J.L. BROWN, CORRECTIONAL CASE RECORD ANALYST, CALIFORNIA STATE PRISON; MARCIA GEORGE, CORRECTIONAL CASE RECORD ANALYST, CALIFORNIA STATE PRISON; BEVERLY SWANSON, PAROLE AGENT, REGION 1 PAROLE UNIT; K. CATER, PAROLE COMMISSIONER, BOARD OF PRISON TERMS; RUANNE DOZIER, DISTRICT ATTORNEY, SACRAMENTO CALIFORNIA DISTRICT ATTORNEY OFFICE; MICHAEL VIRGA, JUDGE, SACRAMENTO SUPERIOR COURT, DEFENDANTS.



The opinion of the court was delivered by: Edward F. Shea Senior United States District Judge

ORDER DISMISSING SECOND AMENDED COMPLAINT

I.INTRODUCTION

Plaintiff's initial complaint was filed on October 17, 2008. ECF No. 1. On March 27, 2008, the Court dismissed this action without prejudice because Plaintiff failed to submit a certified prison trust account statement, as required by 28 U.S.C. § 1915(a)(2), within sixty

(60) days of filing his Complaint. ECF No. 15. Plaintiff belatedly complied and, on January 8, 2010, he moved for reconsideration of the dismissal order and judgment. The Court granted his motion, vacated the judgment, and reopened the case. ECF No. 20. On May 30, 2012, after nearly two years of inactivity in the case, the Court directed Plaintiff to submit a status update indicating whether he wished to pursue his claims. ECF No. 24. Plaintiff indicated he wished to pursue his claims and sought leave to file an amended complaint, which the Court granted. ECF No. 27. On August 27, 2012, Plaintiff submitted his Second Amended Complaint. ECF No. 28. The Second Amended Complaint is now before the Court for screening pursuant to 28 U.S.C. § 1915A. For the reasons stated herein, Plaintiff's present allegations fail to state a claim upon which relief can be granted.

II.LEGAL STANDARDS

A.Prison Litigation Reform Act

Under the Prison Litigation Reform Act of 1995, the Court is required to screen complaints brought by prisoners seeking relief against a governmental entity or officer or employee of a governmental entity. 28 U.S.C. § 1915A(a). The Court must dismiss a complaint or portion thereof if the prisoner has raised claims that are legally "frivolous or malicious," that fail to state a claim upon which relief may be granted, or that seek monetary relief from a defendant who is immune from such relief. §§ 1915A(b)(1)-(2), 1915(e)(2); see also Barren v. Harrington, 152 F.3d 1193 (9th Cir. 1998).

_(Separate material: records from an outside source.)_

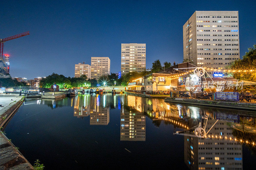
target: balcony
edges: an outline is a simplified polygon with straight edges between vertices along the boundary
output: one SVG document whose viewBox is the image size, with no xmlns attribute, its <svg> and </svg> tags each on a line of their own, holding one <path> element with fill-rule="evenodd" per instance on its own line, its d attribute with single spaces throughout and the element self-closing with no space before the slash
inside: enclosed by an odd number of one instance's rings
<svg viewBox="0 0 256 170">
<path fill-rule="evenodd" d="M 144 83 L 141 82 L 133 82 L 128 84 L 128 86 L 132 85 L 144 86 Z"/>
</svg>

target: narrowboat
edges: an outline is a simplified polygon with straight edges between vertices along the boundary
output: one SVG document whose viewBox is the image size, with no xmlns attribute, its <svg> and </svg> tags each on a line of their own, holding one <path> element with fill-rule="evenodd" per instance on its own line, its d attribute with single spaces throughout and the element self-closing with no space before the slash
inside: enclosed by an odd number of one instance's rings
<svg viewBox="0 0 256 170">
<path fill-rule="evenodd" d="M 76 89 L 69 89 L 68 91 L 68 96 L 75 96 L 78 94 L 78 91 Z"/>
</svg>

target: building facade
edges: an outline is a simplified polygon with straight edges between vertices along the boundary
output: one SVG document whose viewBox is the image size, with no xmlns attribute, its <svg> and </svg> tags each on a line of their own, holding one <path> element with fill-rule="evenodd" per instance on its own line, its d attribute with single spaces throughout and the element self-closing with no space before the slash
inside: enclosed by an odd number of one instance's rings
<svg viewBox="0 0 256 170">
<path fill-rule="evenodd" d="M 102 76 L 110 74 L 110 59 L 107 57 L 91 58 L 91 77 L 98 80 Z"/>
<path fill-rule="evenodd" d="M 238 11 L 196 11 L 183 26 L 183 59 L 197 66 L 224 69 L 239 59 L 239 30 Z"/>
<path fill-rule="evenodd" d="M 85 75 L 87 79 L 91 79 L 91 66 L 86 64 L 84 62 L 75 64 L 75 77 L 80 77 L 83 75 Z"/>
<path fill-rule="evenodd" d="M 146 69 L 146 44 L 131 43 L 121 44 L 121 72 L 122 75 Z"/>
</svg>

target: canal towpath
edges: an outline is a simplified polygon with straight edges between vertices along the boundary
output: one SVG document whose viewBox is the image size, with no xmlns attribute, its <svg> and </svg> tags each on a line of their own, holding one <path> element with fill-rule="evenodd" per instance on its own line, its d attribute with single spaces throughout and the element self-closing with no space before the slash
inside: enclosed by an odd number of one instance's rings
<svg viewBox="0 0 256 170">
<path fill-rule="evenodd" d="M 16 94 L 0 95 L 0 127 L 15 114 L 24 100 L 23 96 Z M 11 140 L 0 131 L 0 170 L 2 169 L 34 169 Z"/>
</svg>

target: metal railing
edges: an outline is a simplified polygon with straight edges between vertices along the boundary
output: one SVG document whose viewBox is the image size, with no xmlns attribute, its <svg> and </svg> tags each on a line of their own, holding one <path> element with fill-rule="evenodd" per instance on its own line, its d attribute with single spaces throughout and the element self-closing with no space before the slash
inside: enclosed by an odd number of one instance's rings
<svg viewBox="0 0 256 170">
<path fill-rule="evenodd" d="M 213 100 L 213 93 L 209 92 L 171 91 L 170 97 Z"/>
<path fill-rule="evenodd" d="M 192 91 L 171 91 L 170 97 L 210 100 L 215 100 L 215 92 Z M 256 103 L 256 93 L 240 92 L 238 93 L 239 100 L 242 102 Z"/>
<path fill-rule="evenodd" d="M 126 90 L 125 92 L 132 92 L 139 94 L 144 94 L 159 95 L 170 95 L 170 91 L 156 91 L 153 90 Z"/>
<path fill-rule="evenodd" d="M 170 97 L 201 99 L 208 100 L 215 100 L 215 92 L 211 92 L 193 91 L 158 91 L 127 90 L 125 92 L 139 94 L 149 95 L 170 95 Z M 240 92 L 239 101 L 241 102 L 256 103 L 256 92 Z"/>
</svg>

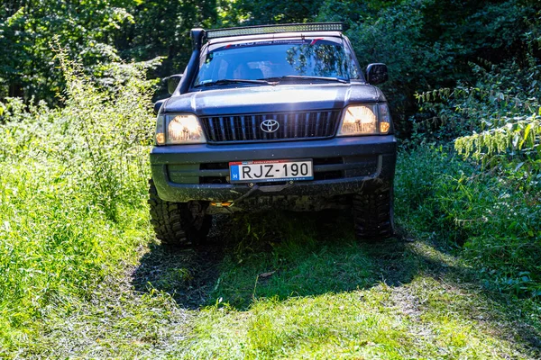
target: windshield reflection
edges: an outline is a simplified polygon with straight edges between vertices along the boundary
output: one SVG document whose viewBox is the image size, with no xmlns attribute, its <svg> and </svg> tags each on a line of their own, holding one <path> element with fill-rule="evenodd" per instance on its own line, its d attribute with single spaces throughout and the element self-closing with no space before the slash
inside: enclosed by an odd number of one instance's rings
<svg viewBox="0 0 541 360">
<path fill-rule="evenodd" d="M 341 42 L 319 39 L 228 44 L 206 52 L 200 64 L 196 86 L 289 76 L 349 80 L 360 74 Z"/>
</svg>

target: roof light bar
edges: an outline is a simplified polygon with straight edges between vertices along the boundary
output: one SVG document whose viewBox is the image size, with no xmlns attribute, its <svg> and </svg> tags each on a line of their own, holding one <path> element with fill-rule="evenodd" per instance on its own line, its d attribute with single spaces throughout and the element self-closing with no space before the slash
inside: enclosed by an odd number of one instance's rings
<svg viewBox="0 0 541 360">
<path fill-rule="evenodd" d="M 206 39 L 229 36 L 259 35 L 297 32 L 343 32 L 342 22 L 286 23 L 282 25 L 244 26 L 239 28 L 215 29 L 206 31 Z"/>
</svg>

A claim is legally frivolous when it lacks an arguable basis either in law or in fact. Neitzke v. Williams, 490 U.S. 319, 325 (1989); Franklin v. Murphy, 745 F.2d 1221, 1227-28 (9th Cir. 1984). The Court may, therefore, dismiss a claim as frivolous where it is based on an indisputably meritless legal theory or where the factual contentions are clearly baseless. Neitzke, 490 U.S. at 327. The critical inquiry is whether a constitutional claim, however inartfully pleaded, has an arguable legal and factual basis. Jackson v. Arizona, 885 F.2d 639, 640 (9th Cir. 1989); Franklin, 745 F.2d at 1227.

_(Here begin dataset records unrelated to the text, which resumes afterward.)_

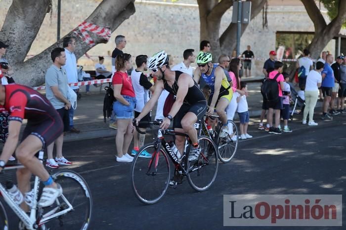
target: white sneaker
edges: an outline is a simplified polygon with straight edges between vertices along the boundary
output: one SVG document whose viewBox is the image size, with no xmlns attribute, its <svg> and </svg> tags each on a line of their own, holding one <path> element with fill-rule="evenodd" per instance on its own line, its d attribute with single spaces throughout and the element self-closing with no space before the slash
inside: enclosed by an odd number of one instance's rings
<svg viewBox="0 0 346 230">
<path fill-rule="evenodd" d="M 247 138 L 252 138 L 252 136 L 251 135 L 249 135 L 248 133 L 245 133 L 245 136 Z"/>
<path fill-rule="evenodd" d="M 10 162 L 13 162 L 16 160 L 16 159 L 14 158 L 13 156 L 11 156 L 8 159 L 8 161 Z"/>
<path fill-rule="evenodd" d="M 42 191 L 41 197 L 40 198 L 39 203 L 37 204 L 38 207 L 47 207 L 50 206 L 55 201 L 57 198 L 62 194 L 62 189 L 61 186 L 57 183 L 58 187 L 55 188 L 43 188 Z"/>
<path fill-rule="evenodd" d="M 133 159 L 130 159 L 123 155 L 122 157 L 117 157 L 117 161 L 118 162 L 132 162 Z"/>
<path fill-rule="evenodd" d="M 58 168 L 59 164 L 53 159 L 47 159 L 45 162 L 45 166 L 51 168 Z"/>
<path fill-rule="evenodd" d="M 315 122 L 314 121 L 312 121 L 309 122 L 308 125 L 310 126 L 318 126 L 318 124 L 317 124 L 316 122 Z"/>
<path fill-rule="evenodd" d="M 220 138 L 224 138 L 226 137 L 228 134 L 228 130 L 227 129 L 225 129 L 224 130 L 222 130 L 221 132 L 220 132 L 220 135 L 219 135 L 218 137 Z"/>
<path fill-rule="evenodd" d="M 129 154 L 127 153 L 126 153 L 126 154 L 125 154 L 125 155 L 124 155 L 124 156 L 125 156 L 125 157 L 127 157 L 127 158 L 129 158 L 129 159 L 133 160 L 133 157 L 131 157 L 131 156 L 130 156 L 130 155 L 129 155 Z"/>
</svg>

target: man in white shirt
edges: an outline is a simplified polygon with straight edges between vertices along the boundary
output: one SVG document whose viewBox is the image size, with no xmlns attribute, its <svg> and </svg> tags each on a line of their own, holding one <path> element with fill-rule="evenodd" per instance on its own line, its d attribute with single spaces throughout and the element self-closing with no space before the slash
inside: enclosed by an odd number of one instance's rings
<svg viewBox="0 0 346 230">
<path fill-rule="evenodd" d="M 310 58 L 310 51 L 306 49 L 303 50 L 303 57 L 298 59 L 297 62 L 298 67 L 304 66 L 305 68 L 305 74 L 299 76 L 299 87 L 301 90 L 304 90 L 305 85 L 306 83 L 306 76 L 309 74 L 310 69 L 312 69 L 313 63 L 312 60 Z"/>
<path fill-rule="evenodd" d="M 95 65 L 95 72 L 96 78 L 98 79 L 109 78 L 112 76 L 112 73 L 107 70 L 106 66 L 103 65 L 104 58 L 102 56 L 98 57 L 98 63 Z"/>
<path fill-rule="evenodd" d="M 196 59 L 196 55 L 194 53 L 194 52 L 195 50 L 193 49 L 185 50 L 182 55 L 184 61 L 172 67 L 172 71 L 180 71 L 183 73 L 187 73 L 192 77 L 193 70 L 190 65 L 195 62 L 195 59 Z"/>
<path fill-rule="evenodd" d="M 64 38 L 63 46 L 65 49 L 66 55 L 66 63 L 63 66 L 67 74 L 67 80 L 69 83 L 78 82 L 78 74 L 77 73 L 77 62 L 74 52 L 76 49 L 76 39 L 72 37 L 67 36 Z M 79 86 L 70 86 L 71 88 L 78 95 Z M 75 110 L 71 107 L 69 110 L 70 117 L 70 131 L 78 133 L 80 131 L 73 126 L 73 114 Z"/>
</svg>

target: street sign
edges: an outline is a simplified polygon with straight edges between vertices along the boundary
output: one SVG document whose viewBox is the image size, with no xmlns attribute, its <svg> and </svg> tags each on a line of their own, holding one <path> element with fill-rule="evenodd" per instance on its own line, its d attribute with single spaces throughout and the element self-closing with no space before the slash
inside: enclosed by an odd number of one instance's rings
<svg viewBox="0 0 346 230">
<path fill-rule="evenodd" d="M 242 1 L 242 22 L 243 24 L 249 24 L 251 18 L 251 2 Z M 238 1 L 233 2 L 232 13 L 232 23 L 238 22 Z"/>
</svg>

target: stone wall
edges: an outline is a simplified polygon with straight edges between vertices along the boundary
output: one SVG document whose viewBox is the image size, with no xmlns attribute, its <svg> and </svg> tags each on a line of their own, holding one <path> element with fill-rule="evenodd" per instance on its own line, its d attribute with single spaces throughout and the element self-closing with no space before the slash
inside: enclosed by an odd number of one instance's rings
<svg viewBox="0 0 346 230">
<path fill-rule="evenodd" d="M 268 10 L 268 27 L 262 26 L 261 12 L 251 22 L 241 38 L 241 50 L 246 45 L 251 45 L 257 58 L 267 58 L 268 53 L 275 49 L 276 33 L 277 31 L 313 32 L 312 22 L 308 17 L 300 1 L 291 0 L 295 5 L 280 5 L 282 0 L 271 0 Z M 56 39 L 56 0 L 53 0 L 52 13 L 47 14 L 37 37 L 33 42 L 29 55 L 35 55 L 49 46 Z M 61 36 L 74 29 L 94 10 L 101 0 L 74 0 L 74 4 L 62 1 Z M 2 0 L 2 12 L 7 12 L 10 0 Z M 271 2 L 276 4 L 270 4 Z M 286 2 L 286 1 L 285 1 Z M 297 3 L 298 2 L 298 3 Z M 114 38 L 117 34 L 126 36 L 128 44 L 124 51 L 133 56 L 146 54 L 150 55 L 165 49 L 174 57 L 175 63 L 182 59 L 182 52 L 187 48 L 196 50 L 199 46 L 199 14 L 196 0 L 179 0 L 176 3 L 170 1 L 137 0 L 136 12 L 123 23 L 112 34 L 107 44 L 96 46 L 88 52 L 89 55 L 107 56 L 115 48 Z M 329 21 L 325 11 L 324 15 Z M 5 14 L 0 14 L 0 26 Z M 228 10 L 221 20 L 222 33 L 231 20 L 232 11 Z M 343 34 L 346 34 L 343 31 Z M 333 42 L 328 49 L 334 51 Z M 335 46 L 335 42 L 334 43 Z M 97 61 L 97 57 L 93 59 Z M 255 61 L 255 75 L 261 74 L 263 61 Z M 85 66 L 85 69 L 92 69 L 95 62 L 85 57 L 79 60 Z M 110 69 L 110 59 L 105 62 Z"/>
</svg>

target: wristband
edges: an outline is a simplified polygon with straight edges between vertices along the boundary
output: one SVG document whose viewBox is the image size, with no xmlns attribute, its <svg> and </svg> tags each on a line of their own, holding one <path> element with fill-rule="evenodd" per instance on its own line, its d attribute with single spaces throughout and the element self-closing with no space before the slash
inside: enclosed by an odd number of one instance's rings
<svg viewBox="0 0 346 230">
<path fill-rule="evenodd" d="M 166 117 L 170 119 L 171 121 L 172 121 L 172 120 L 173 120 L 173 118 L 170 114 L 168 114 Z"/>
</svg>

A complaint, or portion thereof, will be dismissed for failure to state a claim upon which relief may be granted if it appears the "[f]actual allegations . . . [fail to] raise a right to relief above the speculative level, on the assumption that all the allegations in the complaint are true." Bell Atl. Corp. v. Twombly, 550 U.S. 544, 555 (2007) (citations omitted). Failure to present enough facts to state a claim to relief that is plausible on the face of the complaint will subject that complaint to dismissal. Id. at 570. The Court must construe the pleading in a light most favorable to Plaintiff, and resolve all doubts in Plaintiff's favor. Jenkins v. McKeithen, 395 U.S. 411, 421 (1969).

B.Amended Complaint

An amended complaint entirely supercedes the original complaint, and must therefore be complete in itself without reference to the prior or superceded pleading. Forsyth v. Humana, Inc., 114 F.3d 1467, 1474 (9th Cir. 1997); King v. Atiyeh, 814 F.2d 565, 567 (9th Cir. 1987). Therefore, all defendants or causes of action alleged in a prior complaint "which are not alleged in an amended complaint are waived." King, 814 F.2d at 567 (citing London v. Coopers & Lybrand, 644 F.2d 811, 814 (9th Cir. 1981)); accord Forsyth, 114 F.3d at 1474. The Court will therefore only consider the material presented in Plaintiff's Second Amended Complaint, ECF No. 28.

C.Section 1983

Section 1983 requires a claimant to prove that (1) a person acting under color of state law (2) committed an act that deprived the claimant of some right, privilege, or immunity protected by the Constitution or laws of the United States. Leer v. Murphy, 844 F.2d 628, 632-33 (9th Cir. 1988). A person deprives another "of a constitutional right, within the meaning of § 1983, if he does an affirmative act, participates in another's affirmative acts, or omits to perform an act which he is legally required to do that 'causes' the deprivation of which [the plaintiff complains]." Redman v. Cnty. of San Diego, 942 F.2d 1435, 1439 (9th Cir. 1991) (alteration in original), cert. denied, 502 U.S. 1074 (1992); Johnson v. Duffy, 588 F.2d 740, 743 (9th Cir. 1978).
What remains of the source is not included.